When I go abroad for R&R for at least 5 days, I try to mix in as much travel experiences as possible. I have three travel categories that I normally rotate: culture, urban and nature. For this trip, we already had our cultural fix with Angkor Wat, the urban with Saigon and for nature, Mui Ne. I initially planned to go to Sihanoukville, a burgeoning beach destination in Cambodia's only coastline. But I've heard that it's not really that nice beach wise. I also realized that traveling with Filipinos, you get high standards for beaches. So, I didn't try to impress based the quality of beach, but on what can be done in the area. Hence, I took the risk of taking everyone to Mui Ne, which is popularly known for one astonishing geological formation, the Sand Dunes.
There are actually two sand dune destinations in Mui Ne, the White and Red San Dunes. The Red Sand Dunes were nearer the resort town. Since it was about to hit lunch time, the sun was high, so we decided to go after eating. Our lunch venue was nearer the White Sand Dunes, so at 2PM, we headed out to the grander sand dune.
There was a lake beside the White Sand Dune, which made the place more amazing. The landscape was beautiful. I didn't feel like we were in Vietnam, nor in Africa. We hurried down the van and walked towards the vast whiteness.
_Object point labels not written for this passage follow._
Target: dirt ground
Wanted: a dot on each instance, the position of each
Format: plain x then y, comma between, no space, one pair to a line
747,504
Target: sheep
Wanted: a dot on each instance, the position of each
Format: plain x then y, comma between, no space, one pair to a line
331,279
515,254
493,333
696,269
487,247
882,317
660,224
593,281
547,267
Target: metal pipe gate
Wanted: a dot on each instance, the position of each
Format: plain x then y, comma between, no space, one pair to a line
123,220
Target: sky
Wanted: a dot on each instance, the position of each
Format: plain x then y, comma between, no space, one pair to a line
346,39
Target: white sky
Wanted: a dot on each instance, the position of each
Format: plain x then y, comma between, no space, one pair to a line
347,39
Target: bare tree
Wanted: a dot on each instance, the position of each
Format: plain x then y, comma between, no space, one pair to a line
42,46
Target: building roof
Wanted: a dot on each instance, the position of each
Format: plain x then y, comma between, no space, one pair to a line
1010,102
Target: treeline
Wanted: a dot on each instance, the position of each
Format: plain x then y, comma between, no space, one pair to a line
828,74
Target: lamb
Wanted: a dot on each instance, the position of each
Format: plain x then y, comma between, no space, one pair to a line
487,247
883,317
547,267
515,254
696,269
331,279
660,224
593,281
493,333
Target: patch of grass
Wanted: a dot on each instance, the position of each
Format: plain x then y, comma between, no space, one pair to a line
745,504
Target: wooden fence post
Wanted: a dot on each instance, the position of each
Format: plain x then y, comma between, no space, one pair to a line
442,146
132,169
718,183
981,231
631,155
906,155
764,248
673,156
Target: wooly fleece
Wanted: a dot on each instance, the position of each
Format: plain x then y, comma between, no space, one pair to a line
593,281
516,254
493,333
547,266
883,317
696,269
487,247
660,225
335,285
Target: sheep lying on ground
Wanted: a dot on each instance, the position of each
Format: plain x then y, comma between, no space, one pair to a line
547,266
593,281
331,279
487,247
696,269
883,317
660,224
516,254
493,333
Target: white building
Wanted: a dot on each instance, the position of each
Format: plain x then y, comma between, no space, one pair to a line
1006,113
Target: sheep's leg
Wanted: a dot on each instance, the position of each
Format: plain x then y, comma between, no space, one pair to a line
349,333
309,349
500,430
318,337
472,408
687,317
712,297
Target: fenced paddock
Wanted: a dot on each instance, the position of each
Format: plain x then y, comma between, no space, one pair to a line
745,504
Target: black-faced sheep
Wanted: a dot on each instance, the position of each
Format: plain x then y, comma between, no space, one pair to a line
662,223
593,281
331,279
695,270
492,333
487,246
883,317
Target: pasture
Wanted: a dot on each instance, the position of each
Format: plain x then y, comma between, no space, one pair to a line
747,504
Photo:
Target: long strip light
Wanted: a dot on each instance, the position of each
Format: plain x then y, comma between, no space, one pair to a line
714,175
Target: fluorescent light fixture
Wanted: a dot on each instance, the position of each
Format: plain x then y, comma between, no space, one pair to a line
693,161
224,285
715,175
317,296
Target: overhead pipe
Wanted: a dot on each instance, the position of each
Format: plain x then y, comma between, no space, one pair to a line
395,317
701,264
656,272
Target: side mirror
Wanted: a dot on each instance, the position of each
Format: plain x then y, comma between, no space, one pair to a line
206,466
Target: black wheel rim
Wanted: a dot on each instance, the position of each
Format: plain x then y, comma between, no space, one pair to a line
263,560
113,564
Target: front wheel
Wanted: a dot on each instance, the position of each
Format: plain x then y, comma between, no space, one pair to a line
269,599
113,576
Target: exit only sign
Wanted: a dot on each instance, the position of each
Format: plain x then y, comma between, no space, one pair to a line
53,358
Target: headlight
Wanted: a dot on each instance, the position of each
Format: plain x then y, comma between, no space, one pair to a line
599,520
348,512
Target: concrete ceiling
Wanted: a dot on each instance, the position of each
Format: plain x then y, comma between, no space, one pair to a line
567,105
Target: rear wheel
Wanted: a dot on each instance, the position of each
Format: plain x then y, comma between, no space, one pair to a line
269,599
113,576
I was left speechless as I set foot on the sand. I covered myself with a sarong, and walked on the blistering hot sand. And the sand went on and on into the horizon. I didn't even see the end of it. I made it up to a peak, to get a better view of the place. It was spectacular. It really had that Sahara feeling, but in South East Asia. Our sand dunes in Ilocos do not compare.
The sand shifted every now and then, because of the strong winds, hence the spectacular dune formations. I like the white sand dunes because it was really bigger in area.
Sand sledding was a popular activity here. We were followed by a local who didn't stop at offering us a sand sled to rent. I saw one of the travellers try the sand sled, and they didn't quite go down smoothly on a slope. So, I thought it was not worth it. I wanted to roll on slope more, than using a sled. In the end, I ran down a steep slope. It was hot, but it was fun.
We didn't explore the entire area anymore, because it was getting way too hot, and we didn't know where it would end. I didn't want us to get all tired, so we decided to go back to our van at 5PM, and catch the sunset a the Red Sand Dunes. We were surprised that we spent almost 3 hours on the dunes, taking all sorts of pictures and admiring the view. There was also a lake in the middle of the sand dunes, sort of like an oasis, where some trees offered a bit of shade.
Very satisfied with our dune experience, we moved to the Red Sand Dunes, that was nearer the coastline, and which promised a great view of the sunset and the sea. However, when we arrived there, we were greeted by hundreds of Vietnamese tourists, probably on a company excursion. They were running around, shouting and just getting wildly excited at the dunes.
We walked further away from them towards the sea. But the sun was already setting, and again, the sand seemed endless. So we stopped at a spot and just admired the sunset from there.
Though the Red Sand Dunes were more dramatic because of its setting and color (more like saffron), I liked the White Sand Dunes because it was grander.
Well, that ends our tour of Mui Ne. We would be going back to Saigon the next day after lunch for our last night in Vietnam. Mui Ne is a very interesting destination only 3 hours away from Saigon. There are other scenic spots in the area, but some of them were closed, like the Fairy Steam (I didn't understand the reason why they were closed). And with great food as usual, Mui Ne was indeed a good choice. I'm glad we came here. You'll never know until you experience it yourself.